Now that One Laptop Per Child has started Give One Get One XO sales, its time to revisit the cost of the XO-1 laptop. According to OLPC, its $200 just for the laptop, if you buy at least 10,000. Now that doesn't even come close to the Total Cost of Ownership, which is upwards of $1,000 per laptop when implementation and maintenance costs are added in.
But for argument's sake, let's go back to the base $200 laptop price. And let's take Sumner Lemon's example of Indonesia, one of the world's largest developing countries with a population of 235 million:
Indonesia has around 40 million students and buying all of them a laptop priced at $200 would cost $8 billion, a sum that is 3.3 times larger than the money set aside for Indonesia's mandatory 12-year education program in the government's 2007 budget.Now Indonesia is not alone in facing astronomical laptop costs when looking at a one-to-one distribution model when barely having a budget for current educational expenditures. So how can there be one learning laptop per child in such a populous country?

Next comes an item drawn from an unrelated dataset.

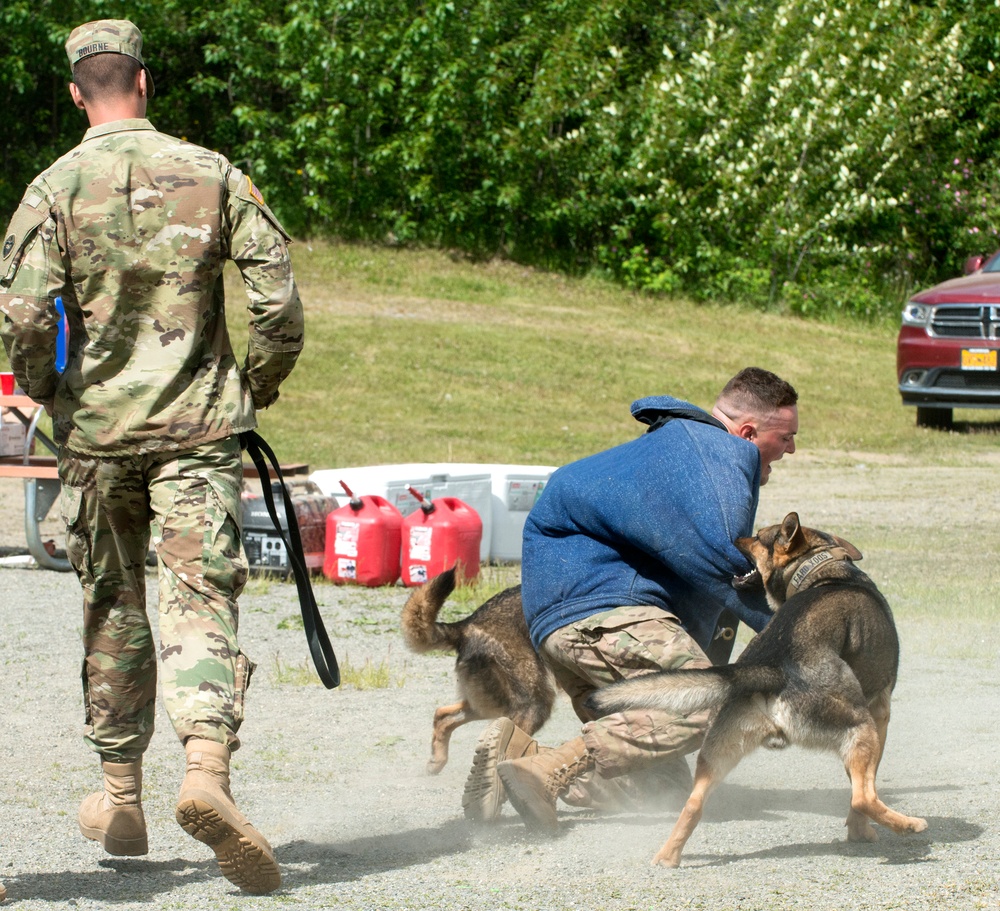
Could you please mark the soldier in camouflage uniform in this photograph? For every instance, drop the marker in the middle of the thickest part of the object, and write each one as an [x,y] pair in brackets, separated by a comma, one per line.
[628,560]
[132,229]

On this, I suggest that OLPC look to the wisdom of Intel's World Ahead program staff. Leighton Phillips, manager of Intel's World Ahead Program in Asia, introduced a simple, but effective idea to Sumner:
One possible solution is a monthly payment program where parents pay for subsidized laptops in installments over the school year. But families in developing countries are generally poorer than in other countries-- Indonesia's 2006 per-capita GDP was $3,900 compared to $43,800 in the U.S.-- and that calls for creative financing programs to cover the cost of the computers.Or imagine an alternate Give One Get One program. A global G25%G1 if you will, where relatively wealthy buyers of XO-1 laptops in the developed world pay a 25% mark-up on $200 laptops, with that $50 premium going to subsidize an Indonesian family's purchase of an XO on a payment plan.
"There are potential subsidies and there are different ways this is happening; some of it can be government-led, some of it can be corporate-led," Phillips said. With subsidized laptop programs, families could be asked to pay $10 per month in addition to existing tuition fees and receive a computer.
No, it's not a pretty as G1G1, but at the same time it could be significantly more effective. There would be exponentially more buyers of XO laptops and selling them in the developing world too can reduce unintended G1G1 consequences.
If XO's are given out free, there would be a propensity for recipients to waste computers - they expect they can just ask for another if the first one is lost or damaged or they could sell them for quick cash. But with a $10 per month payment plan for a $150 laptop, the XO would have a real value, yet only up to $250, which isn't enough price disparity to cause eBay XO sales to American buyers.
Now that would mean One Laptop Per Child would be expected to come up with a maintenance plan better than Humpty Dumpty on a million unit scale. In addition, there will need to be a cultural integration program for parents who've never seen a computer, much less the Internet.
Last but not least, they are also going to want proof that their child can "learn learning" more effectively with an XO vs. a Classmate, Eee PC, or a similar investment in One Teacher Per School.
My hope: OLPC's punt to the pilots develops all three.